Hugh E Cruickshank wrote:
Normally with software mirroring you would mirror partitions, not drives. What does "cat /proc/mdstat" say about them?
You are correct. I keep falling back to thinking the "MegaRAID" way where I have the drives mirrored at the controller level and then partitioned at the software level. The /proc/mdstat reports:
Personalities : [raid0] [raid1] md1 : active raid1 sde2[1] sda2[2](F) 8193024 blocks [2/1] [_U]
md2 : active raid1 sde3[1] sda3[2](F) 2048192 blocks [2/1] [_U]
md3 : active raid1 sde5[1] sda5[2](F) 25085376 blocks [2/1] [_U]
md4 : active raid1 sdf1[1] sdb1[0] 35840896 blocks [2/2] [UU]
md5 : active raid1 sdg1[1] sdc1[0] 35840896 blocks [2/2] [UU]
md6 : active raid1 sdh1[1] sdd1[0] 35840896 blocks [2/2] [UU]
md7 : active raid0 sdn1[5] sdm1[4] sdl1[3] sdk1[2] sdj1[1] sdi1[0] 213261312 blocks 256k chunks
md0 : active raid1 sde1[1] sda1[2](F) 513984 blocks [2/1] [_U]
OK, you just have to replace the drive, fdisk matching partitions on it ("fdisk -l /dev/sde" will show the sizes you need), then use mdadm --add /dev/md? /dev/sda? for each one to add the missing partition back. Then reinstall grub on the drive.
You have an odd combination of drives... Normally you would want to mirror the partitions on the first 2 disks and install grub on both, in which case the system would still boot. Some of the more sophisticated controllers can boot from more than the first 2, though. Anyway, you should be able to boot from your install CD with 'linux rescue' at the boot prompt and get to a point where you can fix things.
The odd combination of drives was actually intentional on my part. The idea was to provide "separation" between the mirrors. While I did not have separate controllers I thought that using the separate channels on the common controller might provide a shade more resiliency. It was my first attempt at setting up mirrored pairs on a non-MegaRAID SCSI controller. Live and learn!
The controller might let you boot from the 2nd channel - and if that's the case you could install grub on /dev/sde before shutting down, adjust the controller bios, and still be able to boot. The catch is that you won't know if it will work until after you shut down..
I will read up on the "linux rescue" so, if I have to fallback on this method, I will be able to have a firm plan in place before I start the work.
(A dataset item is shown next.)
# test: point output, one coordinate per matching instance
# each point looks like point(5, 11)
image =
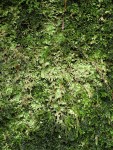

The only tricky part is what happens to the drive names if you boot with /dev/sda broken (depending on the failure mode) or missing. If the controller doesn't see it, all of the other drive names will shift up. This normally won't affect md device detection, but you may have a non md device mentioned in /etc/fstab, especially for swap devices.
This particular system is our primary development system and does not get all the "fancy" hardware that our production systems do. I have configured the production systems using only the MegaRAID controllers and there it is a "no brainer" to replace failed drives - just swap the drive and away you go.
It isn't that complicated to fdisk a partition and mdadm --add it, and with software raid1 you gain the ability to plug any remaining single drive into any vendor's scsi controller and access the data.